Floating point representations seem to do integer arithmetic correctly - why?

Question

I've been playing around with floating point numbers a little bit, and based on what I've learned about them in the past, the fact that 0.1 + 0.2 ends up being something like 0.30000000000000004 doesn't surprise me.

What does surprise me, however, is that integer arithmetic always seems to work just fine and not have any of these artifacts.

I first noticed this in JavaScript (Chrome V8 in node.js):

0.1 + 0.2 == 0.3 // false, NOT surprising
123456789012 + 18 == 123456789030  // true
22334455667788 + 998877665544 == 23333333333332 // true
1048576 / 1024 == 1024  // true

C++ (gcc on Mac OS X) seems to have the same properties.

The net result seems to be that integer numbers just — for lack of a better word — work. It's only when I start using decimal numbers that things get wonky.

Is this is a feature of the design, an mathematical artifact, or some optimisation done by compilers and runtime environments?

Integers work until you make them big enough. You have 53 bits (I think) in the mantissa of a typical floating point implementation. That's enough for some big integers, but make them big enough and you'll get problems. — john, Oct 25 '12 at 08:39
Is `22334455667788` an integer or a floating-point constant in Javascript? — Andrey, Oct 25 '12 at 08:44
Lots of great answers to this question, all centre around the fact that the floating point mantissa CAN accurately represent all integers less than 2^53. — MarcWan, Oct 26 '12 at 04:42
So, sorry for all the answers I *didn't* choose. Can only pick one @_@ — MarcWan, Oct 26 '12 at 04:42
@Andrey -- JavaScript ONLY has floating point numbers. All numbers are 64bit IEEE 754 double precision floating point. — MarcWan, Oct 26 '12 at 04:45

score 4 · Answer 1 · answered Oct 25 '12 at 10:16

Is this is a feature of the design, an mathematical artifact, or some optimisation done by compilers and runtime environments?

It's a feature of the real numbers. A theorem from modern algebra (modern algebra, not high school algebra; math majors take a class in modern algebra after their basic calculus and linear algebra classes) says that for some positive integer b, any positive real number r can be expressed as r = a * b^p, where a is in [1,b) and p is some integer. For example, 1024₁₀ = 1.024₁₀*10³. It is this theorem that justifies our use of scientific notation.

That number a can be classified as terminal (e.g. 1.0), repeating (1/3=0.333...), or non-repeating (the representation of pi). There's a minor issue here with terminal numbers. Any terminal number can be also be represented as a repeating number. For example, 0.999... and 1 are the same number. This ambiguity in representation can be resolved by specifying that numbers that can be represented as terminal numbers are represented as such.

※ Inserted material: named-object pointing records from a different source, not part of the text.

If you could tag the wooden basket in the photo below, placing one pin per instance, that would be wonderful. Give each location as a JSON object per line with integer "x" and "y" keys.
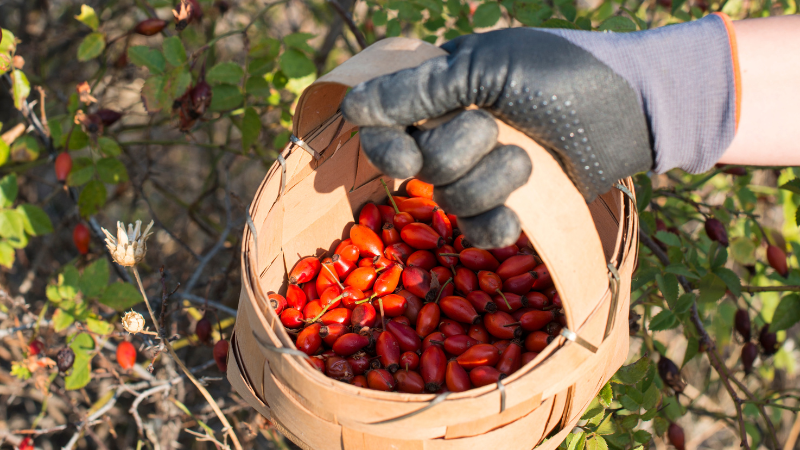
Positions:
{"x": 313, "y": 193}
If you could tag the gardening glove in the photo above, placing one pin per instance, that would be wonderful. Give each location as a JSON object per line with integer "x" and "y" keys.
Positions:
{"x": 605, "y": 105}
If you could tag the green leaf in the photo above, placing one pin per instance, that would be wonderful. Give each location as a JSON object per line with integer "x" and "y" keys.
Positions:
{"x": 111, "y": 170}
{"x": 618, "y": 24}
{"x": 632, "y": 373}
{"x": 81, "y": 374}
{"x": 684, "y": 303}
{"x": 295, "y": 64}
{"x": 393, "y": 28}
{"x": 225, "y": 73}
{"x": 6, "y": 254}
{"x": 20, "y": 88}
{"x": 486, "y": 15}
{"x": 692, "y": 348}
{"x": 35, "y": 220}
{"x": 605, "y": 397}
{"x": 668, "y": 238}
{"x": 92, "y": 198}
{"x": 78, "y": 140}
{"x": 258, "y": 87}
{"x": 25, "y": 149}
{"x": 786, "y": 314}
{"x": 99, "y": 326}
{"x": 251, "y": 128}
{"x": 593, "y": 410}
{"x": 731, "y": 280}
{"x": 668, "y": 285}
{"x": 711, "y": 288}
{"x": 607, "y": 426}
{"x": 559, "y": 23}
{"x": 379, "y": 18}
{"x": 94, "y": 279}
{"x": 651, "y": 396}
{"x": 8, "y": 190}
{"x": 155, "y": 94}
{"x": 680, "y": 269}
{"x": 174, "y": 51}
{"x": 108, "y": 146}
{"x": 148, "y": 57}
{"x": 8, "y": 43}
{"x": 665, "y": 320}
{"x": 62, "y": 320}
{"x": 596, "y": 442}
{"x": 298, "y": 41}
{"x": 88, "y": 17}
{"x": 82, "y": 171}
{"x": 91, "y": 47}
{"x": 531, "y": 14}
{"x": 12, "y": 226}
{"x": 225, "y": 97}
{"x": 120, "y": 296}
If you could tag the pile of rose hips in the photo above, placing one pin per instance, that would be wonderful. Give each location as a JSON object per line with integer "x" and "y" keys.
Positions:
{"x": 407, "y": 304}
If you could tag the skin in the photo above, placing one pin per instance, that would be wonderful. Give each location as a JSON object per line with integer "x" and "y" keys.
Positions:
{"x": 769, "y": 66}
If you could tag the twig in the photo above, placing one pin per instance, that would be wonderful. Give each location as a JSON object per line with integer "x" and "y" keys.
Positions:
{"x": 348, "y": 19}
{"x": 168, "y": 346}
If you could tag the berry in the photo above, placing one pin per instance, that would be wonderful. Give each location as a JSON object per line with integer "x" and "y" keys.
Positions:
{"x": 676, "y": 437}
{"x": 126, "y": 355}
{"x": 777, "y": 260}
{"x": 221, "y": 355}
{"x": 203, "y": 329}
{"x": 149, "y": 27}
{"x": 64, "y": 359}
{"x": 63, "y": 166}
{"x": 742, "y": 324}
{"x": 35, "y": 347}
{"x": 81, "y": 238}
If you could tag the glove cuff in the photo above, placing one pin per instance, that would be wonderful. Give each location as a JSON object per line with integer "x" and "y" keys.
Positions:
{"x": 687, "y": 78}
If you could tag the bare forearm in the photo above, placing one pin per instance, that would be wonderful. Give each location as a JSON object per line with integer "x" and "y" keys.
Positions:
{"x": 770, "y": 104}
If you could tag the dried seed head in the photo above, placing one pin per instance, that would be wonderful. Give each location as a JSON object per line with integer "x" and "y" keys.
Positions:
{"x": 129, "y": 248}
{"x": 133, "y": 322}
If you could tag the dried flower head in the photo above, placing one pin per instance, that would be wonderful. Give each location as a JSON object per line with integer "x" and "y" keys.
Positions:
{"x": 85, "y": 93}
{"x": 133, "y": 322}
{"x": 129, "y": 248}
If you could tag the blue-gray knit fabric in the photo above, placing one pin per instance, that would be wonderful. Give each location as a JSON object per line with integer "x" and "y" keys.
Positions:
{"x": 684, "y": 77}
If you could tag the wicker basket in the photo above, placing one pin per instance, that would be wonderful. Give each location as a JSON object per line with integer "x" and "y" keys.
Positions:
{"x": 314, "y": 192}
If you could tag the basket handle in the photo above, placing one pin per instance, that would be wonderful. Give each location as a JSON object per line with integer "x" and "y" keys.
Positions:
{"x": 553, "y": 213}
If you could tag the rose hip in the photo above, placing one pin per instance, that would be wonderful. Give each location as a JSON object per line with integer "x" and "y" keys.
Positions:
{"x": 380, "y": 380}
{"x": 338, "y": 368}
{"x": 421, "y": 236}
{"x": 370, "y": 217}
{"x": 433, "y": 364}
{"x": 458, "y": 308}
{"x": 478, "y": 259}
{"x": 479, "y": 355}
{"x": 406, "y": 337}
{"x": 305, "y": 270}
{"x": 537, "y": 341}
{"x": 409, "y": 361}
{"x": 456, "y": 378}
{"x": 516, "y": 265}
{"x": 483, "y": 375}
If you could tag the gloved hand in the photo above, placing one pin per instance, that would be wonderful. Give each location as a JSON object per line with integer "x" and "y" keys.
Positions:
{"x": 601, "y": 103}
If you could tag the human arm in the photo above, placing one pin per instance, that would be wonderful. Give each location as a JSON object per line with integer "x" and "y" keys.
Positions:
{"x": 769, "y": 64}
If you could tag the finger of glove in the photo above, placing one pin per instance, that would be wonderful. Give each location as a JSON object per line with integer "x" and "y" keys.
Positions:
{"x": 408, "y": 96}
{"x": 391, "y": 150}
{"x": 486, "y": 185}
{"x": 496, "y": 228}
{"x": 450, "y": 150}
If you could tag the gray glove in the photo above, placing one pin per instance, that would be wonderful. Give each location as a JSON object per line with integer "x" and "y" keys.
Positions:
{"x": 590, "y": 118}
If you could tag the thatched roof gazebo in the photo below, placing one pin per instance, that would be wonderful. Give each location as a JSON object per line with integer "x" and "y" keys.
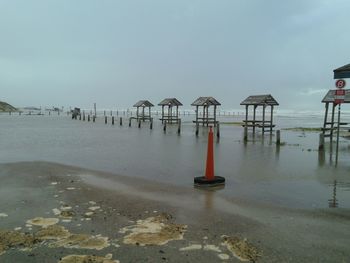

What you have discovered is a consequence of the fact that all integers have a terminal representation in any base.

There is an issue here with how the reals are represented in a computer. Just as int and long long int don't represent all of integers, float and double don't represent all of the reals. The scheme used on most computer to represent a real number r is to represent in the form r = a*2^p, but with the mantissa (or significand) a truncated to a certain number of bits and the exponent p limited to some finite number. What this means is that some integers cannot be represented exactly. For example, even though a googol (10¹⁰⁰) is an integer, it's floating point representation is not exact. The base 2 representation of a googol is a 333 bit number. This 333 bit mantissa is truncated to 52+1 bits.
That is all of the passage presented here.